Newly posted meeting summaries on a White House budget office website show that representatives from industry, environmental and regulatory groups have met with administration officials in recent weeks about EPA’s forthcoming proposal.
On Oct. 16, for example, John Walke of the Natural Resources Defense Council met with staffers from EPA and the Office of Information and Regulatory Affairs (OIRA) about the mercury policies, the website shows. On Oct. 23, attorneys for the Utility Air Regulatory Group — joined by employees of Duke Energy Corp. and Southern Co. — met with administration officials, a separate notice shows.
Another White House meeting took place Oct. 30 with representatives of Earthjustice and the NAACP. The same EPA and OIRA staffers were involved the next day in a sit-down with the National Association of Clean Air Agencies, a broad-based group of state and local regulators.
The proposed rule, officially titled “Mercury and Air Toxics Standards for Power Plants Residual Risk and Technology Review and Cost Review,” has been at OIRA since Oct. 5.
Acting EPA chief Andrew Wheeler has said the agency doesn’t plan to reconsider the limits on mercury emissions from coal-fired power plants. Instead, EPA wants to relook at the cost-benefit analysis that found it was “appropriate and necessary” to regulate releases of the toxic metal and other hazardous pollutants, Wheeler has indicated.
Environmental groups, some of which suspect EPA has bigger plans in mind, are deeply opposed to any attempt to revisit the 2012 regulations, including the underlying justification.
“I made clear why that was legally indefensible and harmful to air quality and public health,” Walke, who oversees NRDC air quality programs, said in a phone interview today.

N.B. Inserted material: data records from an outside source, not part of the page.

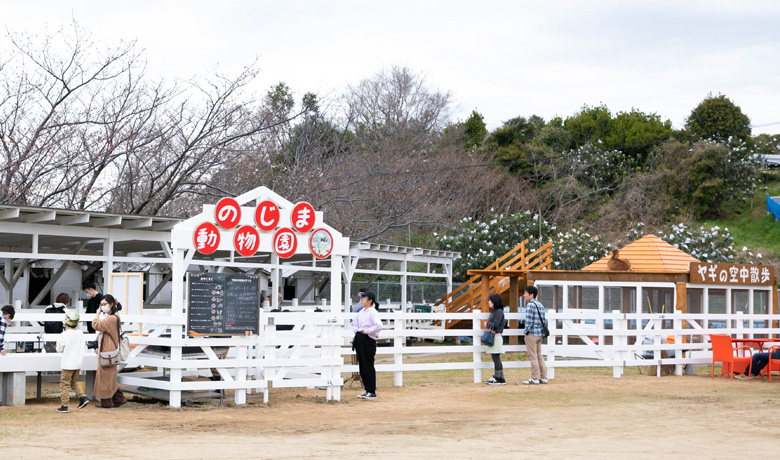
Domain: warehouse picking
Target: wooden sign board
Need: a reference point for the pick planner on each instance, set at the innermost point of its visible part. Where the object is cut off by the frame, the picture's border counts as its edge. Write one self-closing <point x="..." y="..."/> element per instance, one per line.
<point x="736" y="274"/>
<point x="223" y="304"/>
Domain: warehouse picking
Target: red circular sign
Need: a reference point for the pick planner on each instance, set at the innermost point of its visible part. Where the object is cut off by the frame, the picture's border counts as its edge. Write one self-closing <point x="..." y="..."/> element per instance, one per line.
<point x="267" y="215"/>
<point x="227" y="213"/>
<point x="285" y="243"/>
<point x="246" y="240"/>
<point x="302" y="217"/>
<point x="321" y="243"/>
<point x="206" y="238"/>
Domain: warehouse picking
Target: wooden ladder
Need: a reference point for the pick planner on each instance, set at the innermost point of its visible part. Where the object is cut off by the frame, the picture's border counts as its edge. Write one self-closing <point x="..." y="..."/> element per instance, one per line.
<point x="468" y="295"/>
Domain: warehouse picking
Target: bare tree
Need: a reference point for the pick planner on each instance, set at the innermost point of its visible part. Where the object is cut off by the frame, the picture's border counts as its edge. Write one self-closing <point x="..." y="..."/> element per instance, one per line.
<point x="82" y="127"/>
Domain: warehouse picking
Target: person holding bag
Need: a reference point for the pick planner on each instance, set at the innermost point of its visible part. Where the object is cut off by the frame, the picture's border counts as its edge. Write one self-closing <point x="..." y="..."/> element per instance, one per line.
<point x="106" y="386"/>
<point x="496" y="325"/>
<point x="535" y="330"/>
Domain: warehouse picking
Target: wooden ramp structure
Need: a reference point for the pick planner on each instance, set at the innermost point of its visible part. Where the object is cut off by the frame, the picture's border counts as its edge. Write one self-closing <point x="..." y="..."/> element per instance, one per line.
<point x="472" y="295"/>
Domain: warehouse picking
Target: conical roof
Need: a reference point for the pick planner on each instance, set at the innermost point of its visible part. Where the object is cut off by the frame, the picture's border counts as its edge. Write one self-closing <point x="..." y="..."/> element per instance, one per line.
<point x="649" y="254"/>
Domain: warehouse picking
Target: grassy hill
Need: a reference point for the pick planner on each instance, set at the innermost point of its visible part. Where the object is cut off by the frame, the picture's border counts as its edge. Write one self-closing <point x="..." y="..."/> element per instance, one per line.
<point x="751" y="226"/>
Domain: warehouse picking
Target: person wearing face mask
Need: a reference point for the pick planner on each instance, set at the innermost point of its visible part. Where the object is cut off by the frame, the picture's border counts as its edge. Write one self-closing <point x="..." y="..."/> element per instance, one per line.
<point x="94" y="300"/>
<point x="106" y="386"/>
<point x="5" y="319"/>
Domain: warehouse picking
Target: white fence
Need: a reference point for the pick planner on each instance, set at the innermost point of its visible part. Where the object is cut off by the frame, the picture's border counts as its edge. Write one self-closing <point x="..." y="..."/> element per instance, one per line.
<point x="307" y="349"/>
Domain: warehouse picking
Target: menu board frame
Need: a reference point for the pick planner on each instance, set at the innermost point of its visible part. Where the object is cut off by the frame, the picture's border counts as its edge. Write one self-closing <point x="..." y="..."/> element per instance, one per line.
<point x="221" y="309"/>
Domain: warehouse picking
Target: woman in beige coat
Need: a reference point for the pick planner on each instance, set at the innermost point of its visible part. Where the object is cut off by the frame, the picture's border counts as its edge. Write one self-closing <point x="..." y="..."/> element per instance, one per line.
<point x="106" y="386"/>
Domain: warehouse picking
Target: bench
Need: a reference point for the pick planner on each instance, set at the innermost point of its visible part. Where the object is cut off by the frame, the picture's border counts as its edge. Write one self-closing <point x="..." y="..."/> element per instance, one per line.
<point x="15" y="366"/>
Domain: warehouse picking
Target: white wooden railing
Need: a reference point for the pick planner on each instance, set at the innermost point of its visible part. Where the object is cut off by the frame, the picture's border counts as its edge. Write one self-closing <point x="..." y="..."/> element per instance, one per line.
<point x="313" y="352"/>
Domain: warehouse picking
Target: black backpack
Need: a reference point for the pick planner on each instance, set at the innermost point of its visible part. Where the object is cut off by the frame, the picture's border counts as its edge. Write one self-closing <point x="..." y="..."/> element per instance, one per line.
<point x="54" y="327"/>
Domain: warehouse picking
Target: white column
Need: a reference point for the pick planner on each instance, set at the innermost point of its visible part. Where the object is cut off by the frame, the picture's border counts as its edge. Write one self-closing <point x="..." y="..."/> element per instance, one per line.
<point x="404" y="281"/>
<point x="476" y="333"/>
<point x="177" y="311"/>
<point x="335" y="283"/>
<point x="618" y="339"/>
<point x="240" y="393"/>
<point x="399" y="341"/>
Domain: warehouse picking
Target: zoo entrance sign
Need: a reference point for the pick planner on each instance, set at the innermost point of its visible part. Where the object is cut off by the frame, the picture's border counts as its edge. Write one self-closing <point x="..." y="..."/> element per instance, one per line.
<point x="268" y="221"/>
<point x="707" y="273"/>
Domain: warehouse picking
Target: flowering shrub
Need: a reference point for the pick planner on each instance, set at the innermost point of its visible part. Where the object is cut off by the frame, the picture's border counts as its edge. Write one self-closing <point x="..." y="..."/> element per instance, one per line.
<point x="597" y="168"/>
<point x="482" y="242"/>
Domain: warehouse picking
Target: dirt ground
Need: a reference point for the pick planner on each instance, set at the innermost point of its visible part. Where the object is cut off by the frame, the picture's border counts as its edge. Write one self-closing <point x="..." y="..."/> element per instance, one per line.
<point x="580" y="414"/>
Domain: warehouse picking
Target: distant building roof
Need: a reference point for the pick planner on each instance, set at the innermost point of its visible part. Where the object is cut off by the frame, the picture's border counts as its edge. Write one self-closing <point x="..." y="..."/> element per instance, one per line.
<point x="649" y="254"/>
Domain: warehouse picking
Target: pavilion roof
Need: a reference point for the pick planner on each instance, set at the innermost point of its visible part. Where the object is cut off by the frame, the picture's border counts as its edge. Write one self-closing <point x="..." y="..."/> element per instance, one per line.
<point x="649" y="254"/>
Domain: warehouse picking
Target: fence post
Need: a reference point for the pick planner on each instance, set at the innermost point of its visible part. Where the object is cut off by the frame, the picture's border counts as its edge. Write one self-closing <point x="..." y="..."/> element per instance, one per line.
<point x="476" y="332"/>
<point x="240" y="393"/>
<point x="619" y="339"/>
<point x="678" y="353"/>
<point x="551" y="325"/>
<point x="269" y="355"/>
<point x="399" y="324"/>
<point x="334" y="353"/>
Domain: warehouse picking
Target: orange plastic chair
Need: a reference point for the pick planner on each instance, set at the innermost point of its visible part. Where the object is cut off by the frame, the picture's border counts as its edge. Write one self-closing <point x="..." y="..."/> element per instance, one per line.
<point x="724" y="352"/>
<point x="774" y="364"/>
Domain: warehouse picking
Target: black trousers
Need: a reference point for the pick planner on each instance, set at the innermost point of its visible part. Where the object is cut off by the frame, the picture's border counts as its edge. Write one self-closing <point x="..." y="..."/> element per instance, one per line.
<point x="365" y="349"/>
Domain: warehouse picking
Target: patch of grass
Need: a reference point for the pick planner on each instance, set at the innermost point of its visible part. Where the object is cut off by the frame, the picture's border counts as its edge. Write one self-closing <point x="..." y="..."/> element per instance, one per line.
<point x="753" y="228"/>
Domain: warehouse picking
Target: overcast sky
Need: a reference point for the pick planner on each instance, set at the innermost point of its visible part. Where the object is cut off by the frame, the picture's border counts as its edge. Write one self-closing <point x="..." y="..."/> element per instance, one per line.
<point x="503" y="58"/>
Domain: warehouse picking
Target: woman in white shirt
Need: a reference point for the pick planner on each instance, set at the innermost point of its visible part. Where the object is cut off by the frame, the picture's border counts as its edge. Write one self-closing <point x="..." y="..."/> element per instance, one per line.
<point x="366" y="327"/>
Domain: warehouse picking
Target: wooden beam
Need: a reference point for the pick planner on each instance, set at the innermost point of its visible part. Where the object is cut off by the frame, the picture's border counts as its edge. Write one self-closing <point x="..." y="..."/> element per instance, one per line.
<point x="73" y="220"/>
<point x="634" y="277"/>
<point x="12" y="213"/>
<point x="41" y="217"/>
<point x="56" y="277"/>
<point x="514" y="301"/>
<point x="157" y="289"/>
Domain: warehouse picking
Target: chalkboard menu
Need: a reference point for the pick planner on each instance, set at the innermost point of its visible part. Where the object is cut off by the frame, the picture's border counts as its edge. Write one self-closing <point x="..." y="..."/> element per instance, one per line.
<point x="223" y="304"/>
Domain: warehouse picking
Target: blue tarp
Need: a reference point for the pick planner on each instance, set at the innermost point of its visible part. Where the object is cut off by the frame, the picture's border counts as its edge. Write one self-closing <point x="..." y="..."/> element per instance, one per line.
<point x="773" y="206"/>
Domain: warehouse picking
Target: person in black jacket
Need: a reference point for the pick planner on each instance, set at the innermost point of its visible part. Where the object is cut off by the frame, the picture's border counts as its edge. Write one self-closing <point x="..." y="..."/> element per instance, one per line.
<point x="55" y="327"/>
<point x="94" y="302"/>
<point x="496" y="324"/>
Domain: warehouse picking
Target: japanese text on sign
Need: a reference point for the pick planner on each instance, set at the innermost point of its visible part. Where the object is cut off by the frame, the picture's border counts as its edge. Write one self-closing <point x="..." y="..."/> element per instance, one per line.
<point x="228" y="213"/>
<point x="302" y="217"/>
<point x="206" y="238"/>
<point x="705" y="273"/>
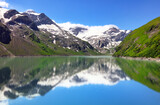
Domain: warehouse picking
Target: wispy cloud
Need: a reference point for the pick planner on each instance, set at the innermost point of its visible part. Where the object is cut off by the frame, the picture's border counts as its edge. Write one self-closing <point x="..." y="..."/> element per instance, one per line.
<point x="3" y="3"/>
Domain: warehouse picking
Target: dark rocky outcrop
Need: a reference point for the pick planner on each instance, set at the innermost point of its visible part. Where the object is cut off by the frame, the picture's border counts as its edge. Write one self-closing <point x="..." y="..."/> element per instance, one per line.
<point x="10" y="13"/>
<point x="4" y="34"/>
<point x="27" y="21"/>
<point x="39" y="19"/>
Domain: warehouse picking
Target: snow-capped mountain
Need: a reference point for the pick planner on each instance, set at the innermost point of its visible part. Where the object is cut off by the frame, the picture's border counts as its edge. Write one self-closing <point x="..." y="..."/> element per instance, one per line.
<point x="29" y="26"/>
<point x="102" y="38"/>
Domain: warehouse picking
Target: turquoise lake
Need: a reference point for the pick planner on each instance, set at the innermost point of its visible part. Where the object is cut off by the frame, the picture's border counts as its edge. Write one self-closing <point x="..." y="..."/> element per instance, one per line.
<point x="78" y="80"/>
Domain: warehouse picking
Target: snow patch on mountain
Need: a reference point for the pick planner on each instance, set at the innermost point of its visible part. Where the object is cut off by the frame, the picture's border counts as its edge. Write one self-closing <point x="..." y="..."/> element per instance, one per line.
<point x="100" y="37"/>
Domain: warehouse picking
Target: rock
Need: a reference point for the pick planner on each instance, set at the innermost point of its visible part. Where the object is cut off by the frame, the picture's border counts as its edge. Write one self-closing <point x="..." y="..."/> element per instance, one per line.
<point x="10" y="13"/>
<point x="4" y="34"/>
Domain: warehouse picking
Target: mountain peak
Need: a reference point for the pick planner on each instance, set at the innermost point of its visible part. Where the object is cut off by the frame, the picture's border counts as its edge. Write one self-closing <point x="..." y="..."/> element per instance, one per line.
<point x="31" y="11"/>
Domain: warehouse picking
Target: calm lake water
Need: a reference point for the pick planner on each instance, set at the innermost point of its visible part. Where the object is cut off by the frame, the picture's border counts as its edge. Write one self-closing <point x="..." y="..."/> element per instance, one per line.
<point x="78" y="81"/>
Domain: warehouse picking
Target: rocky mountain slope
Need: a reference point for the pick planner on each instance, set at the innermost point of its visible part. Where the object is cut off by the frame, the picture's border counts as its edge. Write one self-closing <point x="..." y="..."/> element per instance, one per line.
<point x="104" y="38"/>
<point x="142" y="42"/>
<point x="25" y="36"/>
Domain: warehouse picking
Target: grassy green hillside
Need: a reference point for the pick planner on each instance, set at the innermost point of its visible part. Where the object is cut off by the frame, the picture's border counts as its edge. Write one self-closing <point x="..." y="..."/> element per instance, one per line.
<point x="142" y="42"/>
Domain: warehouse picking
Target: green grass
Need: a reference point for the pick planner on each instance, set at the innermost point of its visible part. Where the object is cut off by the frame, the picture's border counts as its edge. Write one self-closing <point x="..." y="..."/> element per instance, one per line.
<point x="142" y="42"/>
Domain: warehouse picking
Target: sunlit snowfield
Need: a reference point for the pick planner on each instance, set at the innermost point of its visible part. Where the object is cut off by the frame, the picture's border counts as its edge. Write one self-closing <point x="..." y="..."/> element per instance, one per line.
<point x="84" y="80"/>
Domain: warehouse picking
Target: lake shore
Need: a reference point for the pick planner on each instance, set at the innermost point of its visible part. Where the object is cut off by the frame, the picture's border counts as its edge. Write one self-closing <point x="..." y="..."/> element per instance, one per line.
<point x="142" y="58"/>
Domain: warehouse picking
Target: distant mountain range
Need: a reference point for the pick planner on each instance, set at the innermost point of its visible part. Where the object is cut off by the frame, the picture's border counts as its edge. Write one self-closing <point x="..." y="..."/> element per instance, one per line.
<point x="103" y="38"/>
<point x="31" y="33"/>
<point x="142" y="42"/>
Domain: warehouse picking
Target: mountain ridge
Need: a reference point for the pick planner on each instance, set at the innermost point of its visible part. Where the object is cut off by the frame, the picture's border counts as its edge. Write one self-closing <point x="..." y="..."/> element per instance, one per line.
<point x="28" y="39"/>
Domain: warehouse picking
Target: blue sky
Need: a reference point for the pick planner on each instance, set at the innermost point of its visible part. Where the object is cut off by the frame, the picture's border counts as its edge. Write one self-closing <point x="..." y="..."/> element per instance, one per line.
<point x="126" y="14"/>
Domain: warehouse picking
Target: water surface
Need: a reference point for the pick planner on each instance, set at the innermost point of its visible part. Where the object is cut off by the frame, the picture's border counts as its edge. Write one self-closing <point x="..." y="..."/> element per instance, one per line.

Earthjustice and the NAACP made a similar point later that month, Earthjustice staff attorney Neil Gormley said.
“All of us wanted to express to the White House that they should not go forward with this proposal,” Gormley said, adding that his organization was also representing the Sierra Club at the meeting.
The National Association of Clean Air Agencies has not taken an official position on the proposed rule, Executive Director Miles Keogh said in an email this morning, but instead offered “related technical considerations.”
Among them: that consideration of the merits of revocation should include analysis of the broader air quality implications and that any resulting increases in particulate emissions “could imperil the attainment status of some areas,” Keogh said.
Makram Jaber and Andrew Knudsen, two lawyers with Hunton Andrews Kurth, a firm that has long represented the Utility Air Regulatory Group, could not immediately be reached for comment on the substance of their Oct. 23 meeting.
The EPA proposal is undergoing a standard interagency review at OIRA, a branch of the White House Office of Management and Budget. While those reviews can generally last as long as three months, EPA hopes it will end in time to put the draft rule out for public comment within the next few weeks.
As E&E News has already reported, staffers with the Environmental Defense Fund have also met with EPA and OIRA on the proposal (E&E News PM, Nov. 1).
According to Walke, at least several other industry, environmental and public health organizations have participated in similar meetings. As of early this afternoon, however, those sessions had not yet been posted on the Reginfo.govwebsite.